In any event, Tokko is the story of a young cop, Inspector Ronmaru Shindo.  Shindo and his younger sister Saya just go from the police academy/training to actually getting assigned duties.  We find out very quickly that the Shindo siblings suffered a great tragedy when their entire apartment complex in Machida was massacred by an unknown murderous fiend, or possibly several of them.  As the plot unfolds, we learn that these murderers are actually monsters known as "phantoms", and that guns can't kill them.  They can only be killed by members of an elite special police force known as Tokko.  Tokko is the "2nd division" of the "Special Mobile Investigation Section", and Ronmaru is assigned as an Investigator in the 1st division.  It is later revealed that the phantoms came to earth from across the dimensions due to the actions of ages-old alchemists who summoned devils for the purpose of gaining power, only to have the "Box of Dirge" they used to summon them shattered into 108 pieces, each of which became a part of one of the 108 greater phantoms (who can summon lesser phantoms for the purpose of killing and eating humans).  Confused yet?

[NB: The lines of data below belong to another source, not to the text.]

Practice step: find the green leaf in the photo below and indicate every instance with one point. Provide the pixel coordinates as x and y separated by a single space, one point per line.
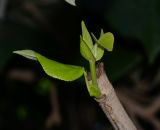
53 68
102 32
85 50
93 91
106 40
98 51
72 2
86 36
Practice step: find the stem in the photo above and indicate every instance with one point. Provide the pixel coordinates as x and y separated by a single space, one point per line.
93 73
110 103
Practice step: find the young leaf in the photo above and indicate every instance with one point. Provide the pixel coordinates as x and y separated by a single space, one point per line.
72 2
102 32
85 50
86 36
93 91
98 50
106 40
53 68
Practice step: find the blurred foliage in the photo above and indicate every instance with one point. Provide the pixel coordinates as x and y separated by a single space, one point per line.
44 86
138 20
52 28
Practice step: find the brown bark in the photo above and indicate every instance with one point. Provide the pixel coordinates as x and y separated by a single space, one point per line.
110 103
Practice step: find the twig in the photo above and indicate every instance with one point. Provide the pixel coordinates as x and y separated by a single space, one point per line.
111 105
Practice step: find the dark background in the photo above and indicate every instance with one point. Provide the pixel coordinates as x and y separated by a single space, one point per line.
52 28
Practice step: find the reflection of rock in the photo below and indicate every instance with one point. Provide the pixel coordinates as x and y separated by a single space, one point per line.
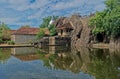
96 62
4 54
115 44
22 50
25 54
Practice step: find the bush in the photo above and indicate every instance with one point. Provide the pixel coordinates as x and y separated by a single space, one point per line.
11 42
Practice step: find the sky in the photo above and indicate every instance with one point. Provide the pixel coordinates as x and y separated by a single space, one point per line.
16 13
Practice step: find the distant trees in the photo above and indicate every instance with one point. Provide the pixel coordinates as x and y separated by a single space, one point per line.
25 26
107 21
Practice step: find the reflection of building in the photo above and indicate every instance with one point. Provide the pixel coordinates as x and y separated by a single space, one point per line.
64 30
25 54
63 27
24 35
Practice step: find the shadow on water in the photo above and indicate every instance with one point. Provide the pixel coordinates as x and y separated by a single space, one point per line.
99 63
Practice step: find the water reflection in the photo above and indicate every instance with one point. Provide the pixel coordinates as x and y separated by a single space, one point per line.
25 53
4 55
92 63
101 63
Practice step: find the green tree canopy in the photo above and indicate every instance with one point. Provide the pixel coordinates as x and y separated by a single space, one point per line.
108 21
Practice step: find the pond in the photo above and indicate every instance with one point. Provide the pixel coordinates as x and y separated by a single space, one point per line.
59 63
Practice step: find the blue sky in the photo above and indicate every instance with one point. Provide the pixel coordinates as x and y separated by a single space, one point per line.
16 13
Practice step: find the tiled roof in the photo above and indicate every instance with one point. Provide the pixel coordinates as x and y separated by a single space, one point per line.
11 31
26 31
66 25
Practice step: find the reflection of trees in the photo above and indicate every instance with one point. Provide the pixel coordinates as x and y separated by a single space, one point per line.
4 55
103 64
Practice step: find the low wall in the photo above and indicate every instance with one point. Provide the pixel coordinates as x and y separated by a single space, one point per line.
54 41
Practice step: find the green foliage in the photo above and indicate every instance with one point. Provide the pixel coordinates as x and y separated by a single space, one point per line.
107 21
10 42
25 26
52 30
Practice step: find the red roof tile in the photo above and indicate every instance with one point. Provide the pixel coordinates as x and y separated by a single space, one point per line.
26 31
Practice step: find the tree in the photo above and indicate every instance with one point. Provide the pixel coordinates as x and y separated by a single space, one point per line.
25 26
107 21
4 32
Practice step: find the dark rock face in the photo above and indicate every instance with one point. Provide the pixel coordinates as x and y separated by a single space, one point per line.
81 35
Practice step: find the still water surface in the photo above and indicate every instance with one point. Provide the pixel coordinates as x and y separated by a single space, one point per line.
59 63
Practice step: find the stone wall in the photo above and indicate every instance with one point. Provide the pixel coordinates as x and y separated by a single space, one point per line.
23 39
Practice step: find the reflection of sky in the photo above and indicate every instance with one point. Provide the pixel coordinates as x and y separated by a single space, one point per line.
30 12
16 69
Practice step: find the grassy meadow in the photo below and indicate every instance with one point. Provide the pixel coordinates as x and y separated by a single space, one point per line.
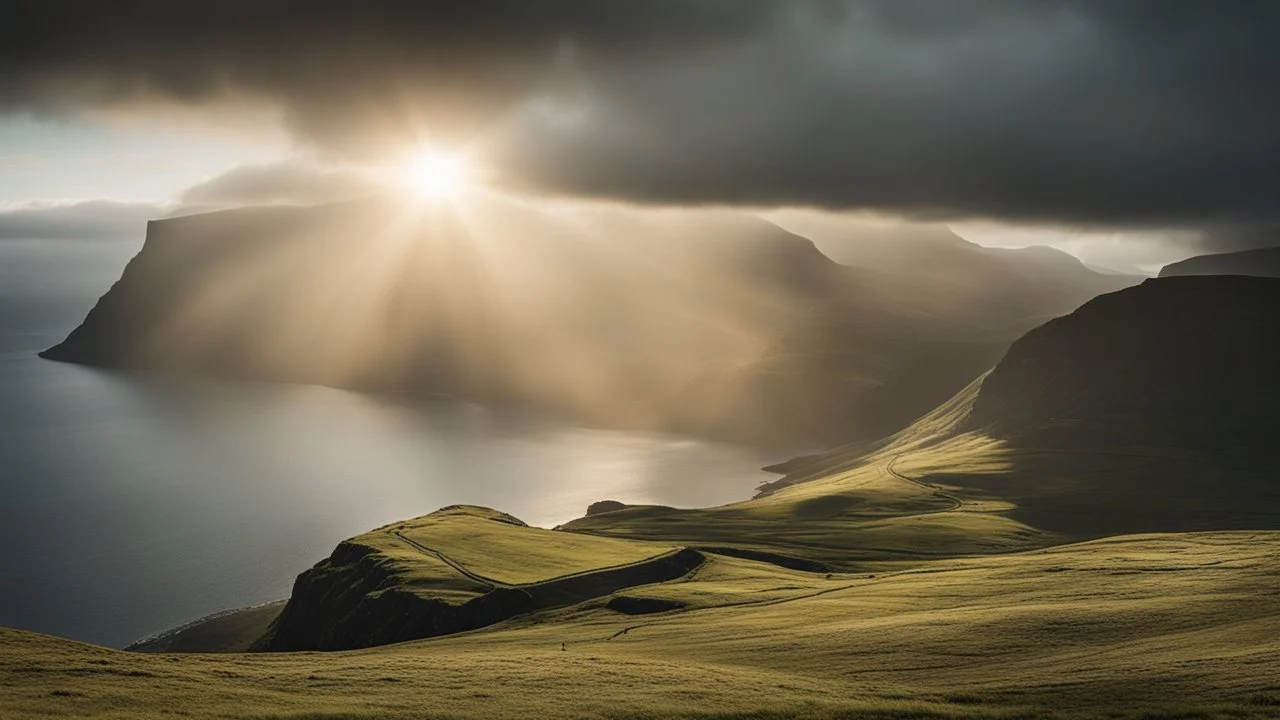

I'm just a lowly phantom, spare me!

So this story line isn't quite as confusing as my short description has made it out to be, but it definitely takes some time to wrap your head around it as you're watching.  In many ways, the plot of the phantoms serves to provide the horror and gore elements for the series.  As you can imagine, with members of Tokko slashing away at phantoms with their swords, phantom bodies are sliced in half and blood sprays everywhere, ala OneChanbara or other live-action Japanese gore films.  In addition to the main storyline, there are several character-based subplots that bring you to the knowledge that all Tokko members are survivors of the Machida massacre, and have phantoms contained within themselves.  These people have had their phantoms "activated" but have been able to maintain control of their humanity and harness the power of the phantoms in order to be able to kill them.  With the death of each greater phantom brings a piece of the Box of Dirge, and Tokko works to try and dispatch all the phantoms and re-assemble this box so the gateway to the other dimension can be closed and things be put back to normal.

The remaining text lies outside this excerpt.